Assistant Dean Jada Lewis & Darria Carter | LSU Partners in Your Success

Partners in Your Success

At LSU, you will have access to acclaimed professors—including Nobel Laureates, Guggenheim Fellows, MacArthur Geniuses, National Academies of Sciences and Engineering members, and Senior Wharton Fellows. The relationships you form here will be lasting and impactful, just like that of mechanical engineering senior Darria Carter and Assistant Dean Jada Lewis.

Jada Lewis and Darria Carter

When Darria decided to come to LSU, she knew that earning a degree in mechanical engineering could be tough. In her moments of doubt, she would reach out to her mentor Dean Lewis, chair of the National Society of Black Engineers, who always guided her back to the fact that she had the knowledge, drive, and spirit to thrive in engineering. This is the foundation of Dean Lewis’s relationships with students: knowing all students outside of the classroom and giving them the opportunity to do the same with her so that they can connect and find common ground. Darria is on track to graduate soon and credits her mentor and their lasting connection for a significant portion of her success.

Joining the LSU community ensures one-on-one relationships with professors. Whether it is through advising, mentorship, or collaborative research, LSU is committed to your success.

Q&A with Assistant Dean Jada Lewis and Darria Carter  

What do you think is the importance of faculty/student relationships and how do you foster them? 

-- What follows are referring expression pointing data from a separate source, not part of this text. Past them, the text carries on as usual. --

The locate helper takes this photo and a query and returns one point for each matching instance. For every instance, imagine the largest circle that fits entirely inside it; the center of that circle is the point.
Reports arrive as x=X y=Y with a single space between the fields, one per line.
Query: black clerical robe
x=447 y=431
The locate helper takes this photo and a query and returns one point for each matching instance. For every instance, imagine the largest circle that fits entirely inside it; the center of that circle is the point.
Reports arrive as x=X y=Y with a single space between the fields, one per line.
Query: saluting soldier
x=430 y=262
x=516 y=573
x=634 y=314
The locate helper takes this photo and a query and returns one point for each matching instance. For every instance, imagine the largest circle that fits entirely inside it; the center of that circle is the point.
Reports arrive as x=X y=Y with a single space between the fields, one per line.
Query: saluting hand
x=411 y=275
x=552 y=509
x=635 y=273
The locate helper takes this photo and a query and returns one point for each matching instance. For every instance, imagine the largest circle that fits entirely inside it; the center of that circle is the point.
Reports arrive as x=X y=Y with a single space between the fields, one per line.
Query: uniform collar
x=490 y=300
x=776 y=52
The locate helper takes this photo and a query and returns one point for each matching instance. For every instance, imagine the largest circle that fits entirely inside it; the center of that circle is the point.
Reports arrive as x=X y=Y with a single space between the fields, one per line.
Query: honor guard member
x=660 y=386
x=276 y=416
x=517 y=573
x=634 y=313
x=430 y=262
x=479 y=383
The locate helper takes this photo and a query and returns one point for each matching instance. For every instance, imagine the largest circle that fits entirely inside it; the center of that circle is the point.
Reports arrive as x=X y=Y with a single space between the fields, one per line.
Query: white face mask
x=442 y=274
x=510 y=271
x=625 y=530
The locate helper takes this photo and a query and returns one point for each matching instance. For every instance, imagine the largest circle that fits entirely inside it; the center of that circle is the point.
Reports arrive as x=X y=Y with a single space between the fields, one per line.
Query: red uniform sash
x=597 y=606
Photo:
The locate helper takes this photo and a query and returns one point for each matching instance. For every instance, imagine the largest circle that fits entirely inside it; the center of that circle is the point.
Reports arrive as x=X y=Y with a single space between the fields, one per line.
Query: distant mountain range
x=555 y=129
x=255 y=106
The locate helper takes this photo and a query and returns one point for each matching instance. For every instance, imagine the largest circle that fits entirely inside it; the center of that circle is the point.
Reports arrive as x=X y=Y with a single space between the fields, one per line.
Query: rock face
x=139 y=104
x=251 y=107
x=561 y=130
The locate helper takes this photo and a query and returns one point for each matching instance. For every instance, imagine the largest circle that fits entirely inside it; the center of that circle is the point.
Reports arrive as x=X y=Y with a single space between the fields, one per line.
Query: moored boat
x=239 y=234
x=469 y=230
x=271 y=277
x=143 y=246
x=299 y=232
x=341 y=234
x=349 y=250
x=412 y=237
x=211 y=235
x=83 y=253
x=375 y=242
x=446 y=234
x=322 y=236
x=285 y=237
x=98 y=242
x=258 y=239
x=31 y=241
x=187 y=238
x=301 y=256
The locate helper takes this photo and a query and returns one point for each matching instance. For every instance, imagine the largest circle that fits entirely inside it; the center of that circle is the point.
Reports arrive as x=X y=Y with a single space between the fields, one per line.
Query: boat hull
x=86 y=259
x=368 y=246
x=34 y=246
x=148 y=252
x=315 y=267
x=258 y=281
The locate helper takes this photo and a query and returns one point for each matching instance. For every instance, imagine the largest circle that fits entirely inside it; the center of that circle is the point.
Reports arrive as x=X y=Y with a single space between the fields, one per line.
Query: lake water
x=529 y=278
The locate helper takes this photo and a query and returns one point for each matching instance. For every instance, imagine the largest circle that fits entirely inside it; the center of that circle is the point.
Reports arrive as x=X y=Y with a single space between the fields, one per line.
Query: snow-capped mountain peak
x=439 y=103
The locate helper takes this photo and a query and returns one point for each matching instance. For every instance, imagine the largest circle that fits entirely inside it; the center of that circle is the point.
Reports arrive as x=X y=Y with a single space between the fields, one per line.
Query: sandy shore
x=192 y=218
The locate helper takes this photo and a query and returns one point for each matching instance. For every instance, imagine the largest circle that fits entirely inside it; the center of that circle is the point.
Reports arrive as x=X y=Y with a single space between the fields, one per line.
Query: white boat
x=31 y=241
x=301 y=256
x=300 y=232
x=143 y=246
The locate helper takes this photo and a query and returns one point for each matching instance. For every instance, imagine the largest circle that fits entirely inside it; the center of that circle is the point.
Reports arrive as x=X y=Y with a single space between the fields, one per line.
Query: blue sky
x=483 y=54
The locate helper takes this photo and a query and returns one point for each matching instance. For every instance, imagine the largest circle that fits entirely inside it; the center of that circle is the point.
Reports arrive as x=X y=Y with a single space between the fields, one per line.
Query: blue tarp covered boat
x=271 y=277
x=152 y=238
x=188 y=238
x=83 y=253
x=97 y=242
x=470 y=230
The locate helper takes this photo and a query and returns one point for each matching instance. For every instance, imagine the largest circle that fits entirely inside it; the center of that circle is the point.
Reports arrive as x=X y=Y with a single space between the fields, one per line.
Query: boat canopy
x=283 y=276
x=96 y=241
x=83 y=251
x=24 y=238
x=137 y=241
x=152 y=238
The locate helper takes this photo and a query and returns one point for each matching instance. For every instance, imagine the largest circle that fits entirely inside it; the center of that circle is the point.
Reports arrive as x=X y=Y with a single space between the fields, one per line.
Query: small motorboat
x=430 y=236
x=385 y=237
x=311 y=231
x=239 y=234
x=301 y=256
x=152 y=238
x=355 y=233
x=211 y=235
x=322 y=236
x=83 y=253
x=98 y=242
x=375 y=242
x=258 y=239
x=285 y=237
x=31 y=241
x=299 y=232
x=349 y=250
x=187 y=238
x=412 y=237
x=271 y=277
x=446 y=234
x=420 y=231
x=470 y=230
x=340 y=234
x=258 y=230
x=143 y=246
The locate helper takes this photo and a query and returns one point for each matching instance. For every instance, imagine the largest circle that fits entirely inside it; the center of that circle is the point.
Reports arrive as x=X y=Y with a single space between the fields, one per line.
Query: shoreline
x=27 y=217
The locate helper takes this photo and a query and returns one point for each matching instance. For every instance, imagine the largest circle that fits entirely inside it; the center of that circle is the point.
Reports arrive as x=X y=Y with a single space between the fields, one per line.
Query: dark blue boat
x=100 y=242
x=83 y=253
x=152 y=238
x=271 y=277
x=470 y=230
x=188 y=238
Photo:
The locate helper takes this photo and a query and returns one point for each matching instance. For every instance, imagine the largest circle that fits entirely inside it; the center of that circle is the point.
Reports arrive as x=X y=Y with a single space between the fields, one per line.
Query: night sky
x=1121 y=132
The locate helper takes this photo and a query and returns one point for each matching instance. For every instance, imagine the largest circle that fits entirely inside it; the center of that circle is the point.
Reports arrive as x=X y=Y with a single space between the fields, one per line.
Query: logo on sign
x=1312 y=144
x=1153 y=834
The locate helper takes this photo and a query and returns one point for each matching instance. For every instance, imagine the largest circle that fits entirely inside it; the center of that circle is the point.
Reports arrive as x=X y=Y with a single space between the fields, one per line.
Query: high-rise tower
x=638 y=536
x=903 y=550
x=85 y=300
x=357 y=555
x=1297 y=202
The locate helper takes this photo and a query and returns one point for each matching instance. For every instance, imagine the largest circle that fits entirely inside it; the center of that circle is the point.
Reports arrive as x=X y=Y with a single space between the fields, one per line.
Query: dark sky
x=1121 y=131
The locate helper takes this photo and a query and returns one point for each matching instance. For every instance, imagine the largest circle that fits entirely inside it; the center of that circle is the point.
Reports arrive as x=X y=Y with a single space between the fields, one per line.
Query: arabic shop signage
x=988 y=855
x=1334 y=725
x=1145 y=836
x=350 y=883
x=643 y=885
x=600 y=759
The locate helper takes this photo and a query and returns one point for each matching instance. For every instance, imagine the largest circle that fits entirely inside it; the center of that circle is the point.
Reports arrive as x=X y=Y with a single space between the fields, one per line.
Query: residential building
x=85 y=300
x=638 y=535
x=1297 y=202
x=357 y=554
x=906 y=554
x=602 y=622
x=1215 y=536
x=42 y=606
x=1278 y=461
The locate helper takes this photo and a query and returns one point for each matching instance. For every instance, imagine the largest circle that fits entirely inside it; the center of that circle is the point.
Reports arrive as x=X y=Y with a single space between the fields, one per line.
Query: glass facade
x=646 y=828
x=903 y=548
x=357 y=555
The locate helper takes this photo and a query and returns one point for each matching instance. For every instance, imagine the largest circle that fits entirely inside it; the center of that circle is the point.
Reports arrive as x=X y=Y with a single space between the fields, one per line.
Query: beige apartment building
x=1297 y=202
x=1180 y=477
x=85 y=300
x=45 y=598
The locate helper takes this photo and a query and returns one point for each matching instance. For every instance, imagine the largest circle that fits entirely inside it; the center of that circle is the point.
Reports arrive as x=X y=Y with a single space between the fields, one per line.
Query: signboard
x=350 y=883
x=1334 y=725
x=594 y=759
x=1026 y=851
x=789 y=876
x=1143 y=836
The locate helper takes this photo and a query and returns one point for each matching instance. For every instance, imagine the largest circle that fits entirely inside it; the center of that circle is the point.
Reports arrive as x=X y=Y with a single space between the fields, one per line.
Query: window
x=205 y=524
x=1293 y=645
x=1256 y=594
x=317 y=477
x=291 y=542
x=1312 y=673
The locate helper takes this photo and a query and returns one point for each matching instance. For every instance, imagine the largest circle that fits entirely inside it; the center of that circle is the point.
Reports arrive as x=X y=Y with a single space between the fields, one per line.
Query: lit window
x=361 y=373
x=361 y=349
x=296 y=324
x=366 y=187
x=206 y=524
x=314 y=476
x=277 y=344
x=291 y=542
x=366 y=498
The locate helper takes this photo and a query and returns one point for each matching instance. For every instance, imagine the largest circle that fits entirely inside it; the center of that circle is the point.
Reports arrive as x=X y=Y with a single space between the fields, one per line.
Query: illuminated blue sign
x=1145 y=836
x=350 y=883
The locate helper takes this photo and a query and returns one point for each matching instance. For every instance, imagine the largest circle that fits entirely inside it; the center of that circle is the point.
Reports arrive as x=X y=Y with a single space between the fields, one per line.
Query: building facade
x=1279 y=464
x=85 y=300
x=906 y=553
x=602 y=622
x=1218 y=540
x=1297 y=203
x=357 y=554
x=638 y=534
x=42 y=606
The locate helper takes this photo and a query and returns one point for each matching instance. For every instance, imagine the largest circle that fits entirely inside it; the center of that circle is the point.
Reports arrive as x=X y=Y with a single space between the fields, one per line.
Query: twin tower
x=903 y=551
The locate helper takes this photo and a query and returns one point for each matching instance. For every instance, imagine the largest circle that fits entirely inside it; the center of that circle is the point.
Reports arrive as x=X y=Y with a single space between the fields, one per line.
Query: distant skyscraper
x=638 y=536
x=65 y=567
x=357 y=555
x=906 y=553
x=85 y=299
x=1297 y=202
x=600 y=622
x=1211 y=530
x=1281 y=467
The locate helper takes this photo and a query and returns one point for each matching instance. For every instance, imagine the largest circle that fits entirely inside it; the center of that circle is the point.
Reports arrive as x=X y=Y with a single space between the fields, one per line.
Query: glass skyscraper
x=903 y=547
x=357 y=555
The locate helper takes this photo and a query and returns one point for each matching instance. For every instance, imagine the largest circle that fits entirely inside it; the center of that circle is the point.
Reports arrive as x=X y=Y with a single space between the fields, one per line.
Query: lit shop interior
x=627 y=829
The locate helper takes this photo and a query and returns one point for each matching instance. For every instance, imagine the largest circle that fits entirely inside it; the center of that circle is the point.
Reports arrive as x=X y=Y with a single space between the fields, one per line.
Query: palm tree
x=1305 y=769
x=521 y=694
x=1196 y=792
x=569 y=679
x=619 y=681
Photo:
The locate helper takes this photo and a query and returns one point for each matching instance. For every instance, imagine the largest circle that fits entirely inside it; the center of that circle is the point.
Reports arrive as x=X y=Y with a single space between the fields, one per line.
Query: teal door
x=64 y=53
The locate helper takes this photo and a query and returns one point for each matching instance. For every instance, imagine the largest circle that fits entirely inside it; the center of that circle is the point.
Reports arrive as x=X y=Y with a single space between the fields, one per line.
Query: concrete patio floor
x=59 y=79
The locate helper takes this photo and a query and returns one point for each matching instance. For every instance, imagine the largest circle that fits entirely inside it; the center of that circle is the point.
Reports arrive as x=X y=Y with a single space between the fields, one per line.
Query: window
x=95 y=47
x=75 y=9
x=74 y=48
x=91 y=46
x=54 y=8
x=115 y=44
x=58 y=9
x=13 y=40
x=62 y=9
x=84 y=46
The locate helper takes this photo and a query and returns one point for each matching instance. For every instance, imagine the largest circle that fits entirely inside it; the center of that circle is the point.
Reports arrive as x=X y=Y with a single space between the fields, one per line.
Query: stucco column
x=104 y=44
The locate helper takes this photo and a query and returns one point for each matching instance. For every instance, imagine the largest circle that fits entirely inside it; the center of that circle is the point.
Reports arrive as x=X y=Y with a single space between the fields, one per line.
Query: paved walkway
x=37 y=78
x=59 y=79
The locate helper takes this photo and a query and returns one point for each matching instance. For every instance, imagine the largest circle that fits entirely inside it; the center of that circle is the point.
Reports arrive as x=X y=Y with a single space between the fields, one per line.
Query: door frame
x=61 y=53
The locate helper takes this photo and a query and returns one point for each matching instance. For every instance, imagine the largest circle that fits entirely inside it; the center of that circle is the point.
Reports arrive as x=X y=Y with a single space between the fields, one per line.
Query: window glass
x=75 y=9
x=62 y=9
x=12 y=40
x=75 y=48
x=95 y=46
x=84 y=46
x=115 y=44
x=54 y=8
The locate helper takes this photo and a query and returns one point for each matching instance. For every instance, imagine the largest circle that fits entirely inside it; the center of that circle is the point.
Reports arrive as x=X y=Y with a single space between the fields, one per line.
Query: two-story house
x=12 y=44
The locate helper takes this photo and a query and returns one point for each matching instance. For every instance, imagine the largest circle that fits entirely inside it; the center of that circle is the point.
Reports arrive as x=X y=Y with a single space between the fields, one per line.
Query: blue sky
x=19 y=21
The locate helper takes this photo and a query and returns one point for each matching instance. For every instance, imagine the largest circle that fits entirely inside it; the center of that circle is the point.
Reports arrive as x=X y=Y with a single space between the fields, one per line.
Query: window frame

Darria: I do my best to make as many meaningful connections with faculty as possible. You never know what can come from that connection, especially if you consistently communicate what you are interested in and what you want to do career-wise. In my case, I've openly expressed interest in having a career in the automotive industry and made the right connection, which eventually led me to my first internship with an automotive supplier.

Dean Lewis: In my classes, I am very intentional about scheduling at least 30 minutes with every student outside of our scheduled class at the beginning of the semester. This gave me an opportunity to get to know the students, their backgrounds and experiences, and how I could support them in their transition to college and a career in engineering. It also gave the students an opportunity to get to know me on a deeper level outside of the classroom and connect and find common ground.

 

Of what achievement are you particularly proud?

Dean Lewis: As an advisor, I really get to know the students and their concerns and what resources that they need to be successful. From my interactions with them, several signature programs were birthed in my diversity office that have become part of the fabric and culture of the College of Engineering. Our Engineering Tiger Connections (ETC) event is one that targets our incoming freshmen and transfer students and is held during the first week of school during the Bengal Bound week. The ETC event has blossomed to more than 300 new students that are introduced to the engineering student organizations, engineering student services staff, and other resources in the College of Engineering so that they can be successful. It’s an intentional event for these new students to be integrated into our engineering community at the beginning of their LSU student experience.